Между тем воронежское дело, тянувшееся уже два года, пришло к концу. Было бы скучно излагать в подробностях его последовательный ход. Оно разбиралось сначала в воронежской уголовной палате, оттуда перешло в 6-й департамент Сената. Сенат признал, что в отношении снятия опеки с имения Захарова Губернское Правление поступило правильно, что утверждение губернатора о подлоге, будто бы совершенном советниками, ничем не доказано, что, следовательно, сделанные советникам по сему поводу от губернатора оскорбительные укоризны понесены ими безвинно, и что хотя составлением и исполнением своевольных журналов они и преступили закон, но вовлечены были в этот проступок крайней вспыльчивостью губернатора. В заключение Сенат предлагал членов и секретарей Правления освободить от суда, не преграждая им пути к возвращению в службу, о предосудительных действиях Кривцова представить на высочайшее усмотрение. Это мнение Сената, как и все остальное производство по делу, министр юстиции представил Комитету Министров при своем заключении. Комитет Министров в заседании 22 марта 1827 года постановил, согласно с заключением министра юстиции, членов воронежского Губернского Правления освободить от суда и дозволить им снова вступить в службу; что же касается Кривцова, то хотя он в силу манифеста 22 августа 1826 года и освобождался от суда, но Комитет полагал, что «по обнаруженному им в деле сем строптивому и запальчивому характеру и крайне предосудительной опрометчивости неприлично и вредно для пользы службы оставлять его в звании начальника губернии».
Это решение Комитета Министров состоялось, как сказано, 22 марта 1827 г.; журнал Комитета был послан царю на утверждение; и вот, по роковому стечению обстоятельств, как раз в один из немногих дней, протекших между заседанием Комитета Министров и докладом царю о состоявшемся там решении по делу Кривцова пришел в Петербург тот всеподданнейший рапорт Бахметева о бесчеловечных истязаниях Кривцова по дороге из Нижнего в Тамбовскую губернию и о безвинной обиде, нанесенной им Зарембе-Рацевичу. 29 марта начальник главного штаба граф П. А. Толстой{445}
сообщил министру юстиции содержание Бахметевской бумаги и приказание царя, чтобы это дело было тщательно расследовано и о последующем донесено государю. Два дня спустя, 1 апреля, Николай утвердил решение Комитета Министров по воронежскому делу, а еще через день, 3 апреля, повелел причислить Кривцова к Герольдии.Казалось, небо обрушилось на голову Кривцова.
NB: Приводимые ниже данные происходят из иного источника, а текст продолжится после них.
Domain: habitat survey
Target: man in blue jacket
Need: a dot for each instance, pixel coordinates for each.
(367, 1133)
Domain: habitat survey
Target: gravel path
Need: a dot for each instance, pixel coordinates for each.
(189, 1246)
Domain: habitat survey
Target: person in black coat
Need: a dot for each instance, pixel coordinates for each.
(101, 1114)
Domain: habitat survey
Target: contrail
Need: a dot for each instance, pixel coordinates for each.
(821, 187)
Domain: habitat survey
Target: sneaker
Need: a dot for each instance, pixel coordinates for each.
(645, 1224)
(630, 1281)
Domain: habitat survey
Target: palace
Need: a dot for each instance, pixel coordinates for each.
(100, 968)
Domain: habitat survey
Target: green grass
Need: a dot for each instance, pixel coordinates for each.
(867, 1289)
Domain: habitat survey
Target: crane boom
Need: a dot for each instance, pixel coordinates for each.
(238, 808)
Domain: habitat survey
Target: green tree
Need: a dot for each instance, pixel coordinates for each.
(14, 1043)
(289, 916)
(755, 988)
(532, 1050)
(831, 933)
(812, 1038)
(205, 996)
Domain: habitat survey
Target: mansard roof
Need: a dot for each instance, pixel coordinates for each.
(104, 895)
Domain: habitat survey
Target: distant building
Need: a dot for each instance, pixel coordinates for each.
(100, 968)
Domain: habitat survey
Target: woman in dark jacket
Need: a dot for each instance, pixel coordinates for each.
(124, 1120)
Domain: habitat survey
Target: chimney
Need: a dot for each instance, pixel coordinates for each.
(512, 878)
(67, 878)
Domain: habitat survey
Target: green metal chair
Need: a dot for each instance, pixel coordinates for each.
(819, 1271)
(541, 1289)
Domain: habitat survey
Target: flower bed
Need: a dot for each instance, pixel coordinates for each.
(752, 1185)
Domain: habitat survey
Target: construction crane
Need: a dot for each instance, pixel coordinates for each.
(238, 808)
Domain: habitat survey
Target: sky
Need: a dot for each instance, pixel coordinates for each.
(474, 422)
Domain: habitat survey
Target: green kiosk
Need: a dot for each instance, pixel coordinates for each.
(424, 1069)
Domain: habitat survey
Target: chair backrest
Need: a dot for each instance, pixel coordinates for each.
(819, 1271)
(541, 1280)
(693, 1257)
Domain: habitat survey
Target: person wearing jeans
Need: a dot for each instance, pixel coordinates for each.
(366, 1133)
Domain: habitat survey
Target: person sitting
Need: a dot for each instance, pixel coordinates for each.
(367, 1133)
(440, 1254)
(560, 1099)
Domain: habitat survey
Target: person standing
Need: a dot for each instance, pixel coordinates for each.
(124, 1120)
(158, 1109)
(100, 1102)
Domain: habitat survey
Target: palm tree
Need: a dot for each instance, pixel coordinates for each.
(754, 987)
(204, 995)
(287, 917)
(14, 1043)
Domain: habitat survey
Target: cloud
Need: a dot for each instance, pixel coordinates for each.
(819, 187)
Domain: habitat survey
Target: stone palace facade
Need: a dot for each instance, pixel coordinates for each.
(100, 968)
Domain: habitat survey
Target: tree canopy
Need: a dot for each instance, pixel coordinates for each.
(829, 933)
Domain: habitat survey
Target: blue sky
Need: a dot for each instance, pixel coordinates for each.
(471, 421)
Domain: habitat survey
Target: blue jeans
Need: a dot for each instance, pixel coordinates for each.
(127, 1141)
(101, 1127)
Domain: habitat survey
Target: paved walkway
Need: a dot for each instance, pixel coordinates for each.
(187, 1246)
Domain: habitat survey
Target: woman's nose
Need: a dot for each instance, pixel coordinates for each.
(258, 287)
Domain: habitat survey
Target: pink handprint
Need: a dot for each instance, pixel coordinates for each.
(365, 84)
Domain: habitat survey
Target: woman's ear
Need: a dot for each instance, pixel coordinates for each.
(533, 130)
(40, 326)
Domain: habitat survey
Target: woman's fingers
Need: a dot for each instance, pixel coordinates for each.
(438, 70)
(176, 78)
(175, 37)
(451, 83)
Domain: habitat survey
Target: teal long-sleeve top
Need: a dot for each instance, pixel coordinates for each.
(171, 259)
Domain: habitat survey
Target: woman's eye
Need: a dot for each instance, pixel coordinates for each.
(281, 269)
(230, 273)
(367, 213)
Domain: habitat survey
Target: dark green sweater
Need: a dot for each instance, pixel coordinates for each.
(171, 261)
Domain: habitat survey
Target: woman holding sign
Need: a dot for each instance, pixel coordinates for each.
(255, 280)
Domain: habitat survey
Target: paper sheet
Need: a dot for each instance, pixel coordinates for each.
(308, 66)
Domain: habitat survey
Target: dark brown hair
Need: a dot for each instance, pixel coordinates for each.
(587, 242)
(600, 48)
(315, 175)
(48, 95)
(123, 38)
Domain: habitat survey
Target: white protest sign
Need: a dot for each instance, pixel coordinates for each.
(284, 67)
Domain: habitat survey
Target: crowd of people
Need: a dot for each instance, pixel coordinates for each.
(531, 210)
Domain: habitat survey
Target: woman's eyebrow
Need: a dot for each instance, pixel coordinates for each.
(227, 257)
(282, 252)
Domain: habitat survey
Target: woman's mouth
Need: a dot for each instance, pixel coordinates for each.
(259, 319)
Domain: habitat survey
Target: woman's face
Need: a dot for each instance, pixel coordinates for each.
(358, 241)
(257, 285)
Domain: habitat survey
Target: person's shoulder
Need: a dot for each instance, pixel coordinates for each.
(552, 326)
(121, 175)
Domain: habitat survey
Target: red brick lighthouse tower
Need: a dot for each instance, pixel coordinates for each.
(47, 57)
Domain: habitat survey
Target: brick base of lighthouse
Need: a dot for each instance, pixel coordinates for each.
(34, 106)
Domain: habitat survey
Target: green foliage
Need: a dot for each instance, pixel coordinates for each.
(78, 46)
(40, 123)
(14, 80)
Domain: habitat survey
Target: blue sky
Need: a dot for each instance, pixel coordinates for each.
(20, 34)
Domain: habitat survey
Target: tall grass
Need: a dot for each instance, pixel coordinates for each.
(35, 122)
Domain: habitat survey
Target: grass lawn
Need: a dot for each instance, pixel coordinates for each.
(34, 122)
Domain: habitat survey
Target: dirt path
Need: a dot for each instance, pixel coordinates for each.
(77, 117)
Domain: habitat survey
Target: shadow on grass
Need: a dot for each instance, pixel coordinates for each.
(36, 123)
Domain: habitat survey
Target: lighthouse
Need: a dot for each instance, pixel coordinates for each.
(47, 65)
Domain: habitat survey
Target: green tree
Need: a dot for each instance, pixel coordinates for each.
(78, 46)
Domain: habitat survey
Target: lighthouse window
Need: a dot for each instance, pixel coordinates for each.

Его противники были кругом оправданы, он кругом обвинен; его выбрасывали вон, как ветошь: это был публичный позор, для такого человека стократ нестерпимый. В довершение у него была отнята аренда и велено взыскать с него те 100 000 рублей, которые были даны ему заимообразно перед женитьбою, так что срам и крушение карьеры еще мучительно отягощались материальным разорением.
Кривцов поехал в Петербург, хлопотал всячески, но ничего не добился; его не допустили даже, говорят, до дежурства во дворце как камергера. Убедившись, что надежды больше нет, он решил поселиться в женином имении Любичах, Кирсановского уезда Тамбовской губернии. Так весною 1827 года судьба, точно вихрь, разметала братьев Кривцовых по трем разным дорогам, погнав Сергея на годы в Сибирь, Павла на всю остальную его жизнь в Рим, Николая тоже до конца дней в Тамбовскую глушь. Какие муки бессильной ярости, горечи и стыда переживал Николай Иванович, нетрудно понять. «Экс-фаворит императора, экс-губернатор трех губерний, экс-богач, посещавший все дворы Европы и не последний в первых ее обществах, имевший блистательные и основательные надежды, бывший в родственных и дружественных связях и отношениях с первыми домами и лицами империи, с гордым, повелительным характером, с умом светлым, со знаниями обширными, с деятельностью непомерною, с несчастием в семейной жизни, с Semper felix в гербу – в 37 лет обречен был на житье в пустынной деревне». Это слова Сабурова[250]
; и он же сообщает, что по приезде в Любичи Кривцов прежде всего выстроил себе усыпальницу и в один год поседел как лунь.